Tong Xiao, Jingbo Zhu
arXiv:2501.09223

This work is a comprehensive reference on large language models, primarily focusing on foundational concepts rather than exhaustive coverage of cutting-edge techniques. It is organized around five core topics and targets college students, professionals, and NLP practitioners.

Abstract

The work is described as "a book about large language models" that "primarily focuses on foundational concepts rather than comprehensive coverage of all cutting-edge technologies." The publication is organized around five core topics: pre-training, generative models, prompting, alignment, and inference.

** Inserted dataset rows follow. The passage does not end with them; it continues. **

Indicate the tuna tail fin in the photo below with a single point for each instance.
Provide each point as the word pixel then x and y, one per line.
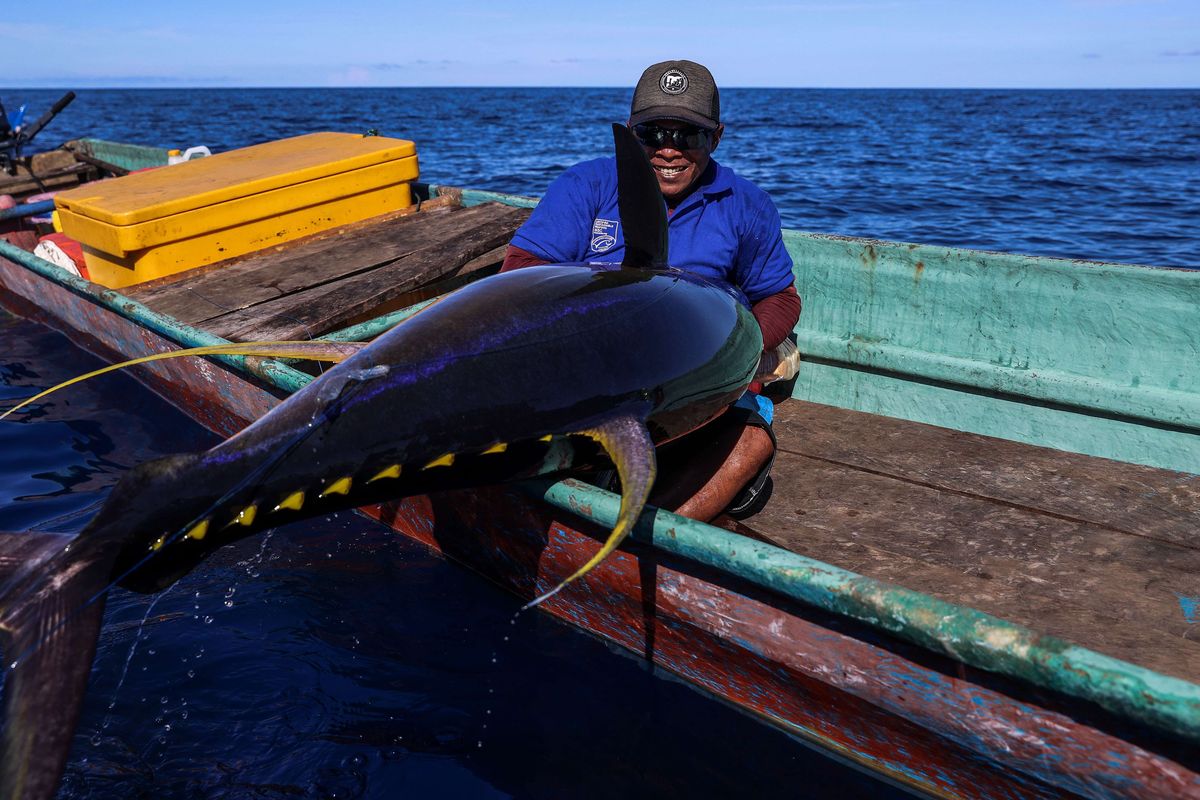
pixel 643 214
pixel 51 609
pixel 630 446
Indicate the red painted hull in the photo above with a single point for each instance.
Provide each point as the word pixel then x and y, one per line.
pixel 913 717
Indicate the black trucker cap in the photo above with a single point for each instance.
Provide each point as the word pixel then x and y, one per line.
pixel 677 90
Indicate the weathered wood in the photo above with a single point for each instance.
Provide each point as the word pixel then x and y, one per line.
pixel 311 312
pixel 273 275
pixel 43 172
pixel 1030 534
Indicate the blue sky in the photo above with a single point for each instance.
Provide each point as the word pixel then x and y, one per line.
pixel 985 43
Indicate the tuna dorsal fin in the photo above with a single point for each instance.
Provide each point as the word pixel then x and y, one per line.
pixel 628 443
pixel 51 608
pixel 643 214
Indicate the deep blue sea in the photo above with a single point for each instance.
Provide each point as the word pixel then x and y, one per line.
pixel 335 660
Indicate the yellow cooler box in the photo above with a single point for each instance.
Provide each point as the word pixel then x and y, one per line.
pixel 163 221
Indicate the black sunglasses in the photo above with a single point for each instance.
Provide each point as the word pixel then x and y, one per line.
pixel 687 138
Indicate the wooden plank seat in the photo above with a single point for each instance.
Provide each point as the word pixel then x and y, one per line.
pixel 1102 553
pixel 324 282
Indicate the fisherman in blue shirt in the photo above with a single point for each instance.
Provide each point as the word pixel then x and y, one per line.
pixel 720 226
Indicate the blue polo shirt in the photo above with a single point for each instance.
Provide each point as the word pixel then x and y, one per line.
pixel 727 229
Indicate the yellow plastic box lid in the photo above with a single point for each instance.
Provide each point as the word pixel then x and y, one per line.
pixel 131 211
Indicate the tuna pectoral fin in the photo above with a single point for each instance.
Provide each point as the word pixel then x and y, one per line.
pixel 629 445
pixel 49 629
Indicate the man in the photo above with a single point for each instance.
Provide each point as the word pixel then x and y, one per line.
pixel 720 226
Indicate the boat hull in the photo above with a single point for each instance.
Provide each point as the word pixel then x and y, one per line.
pixel 912 717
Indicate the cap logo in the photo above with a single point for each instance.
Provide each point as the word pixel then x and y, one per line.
pixel 673 82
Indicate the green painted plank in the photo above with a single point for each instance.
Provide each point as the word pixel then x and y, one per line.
pixel 130 156
pixel 1078 355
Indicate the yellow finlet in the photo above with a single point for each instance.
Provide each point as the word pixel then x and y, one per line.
pixel 441 461
pixel 294 501
pixel 390 471
pixel 341 486
pixel 631 450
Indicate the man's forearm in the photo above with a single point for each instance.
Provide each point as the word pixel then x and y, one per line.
pixel 515 258
pixel 777 316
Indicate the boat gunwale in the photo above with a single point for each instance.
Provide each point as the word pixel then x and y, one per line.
pixel 960 632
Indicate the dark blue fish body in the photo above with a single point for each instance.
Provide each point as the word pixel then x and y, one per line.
pixel 523 373
pixel 462 394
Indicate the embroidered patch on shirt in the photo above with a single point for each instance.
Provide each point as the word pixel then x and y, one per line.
pixel 604 235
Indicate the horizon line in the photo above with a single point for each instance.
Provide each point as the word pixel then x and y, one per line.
pixel 167 85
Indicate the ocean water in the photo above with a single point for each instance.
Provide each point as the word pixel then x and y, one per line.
pixel 335 660
pixel 1103 175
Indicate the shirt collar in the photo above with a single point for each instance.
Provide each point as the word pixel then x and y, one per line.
pixel 717 180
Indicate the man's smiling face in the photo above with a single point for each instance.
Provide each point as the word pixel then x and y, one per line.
pixel 678 168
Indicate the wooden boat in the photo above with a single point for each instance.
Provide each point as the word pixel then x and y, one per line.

It targets college students, professionals, and NLP practitioners as its intended audience, functioning as both an educational resource and reference material.

Core Topics

  • Pre-training: The process of training large models on broad corpora before task-specific fine-tuning — covering data pipelines, tokenization, and self-supervised objectives.
  • Generative Models: Architectures and techniques enabling coherent, contextually aware text generation at scale.
  • Prompting: Techniques for eliciting desired behaviors from pre-trained models without weight updates — including few-shot, zero-shot, and chain-of-thought prompting.
  • Alignment: Methods for steering model outputs toward human values and intentions, including RLHF, constitutional AI, and instruction tuning.
  • Inference: Efficient deployment strategies for serving large models, including quantization, speculative decoding, and KV-cache optimization.

Intended Audience

The text is designed for readers with a background in machine learning who want a rigorous, foundational understanding of how large language models work — from architecture decisions during pre-training through to practical deployment and alignment concerns. It functions as both a course textbook and a reference guide for practitioners building production NLP systems.

Publication Details

Submitted January 16, 2025. Latest revision June 15, 2025. Subject areas span Computation and Language (cs.CL), Artificial Intelligence (cs.AI), and Machine Learning (cs.LG). Licensed under Creative Commons Attribution 4.0.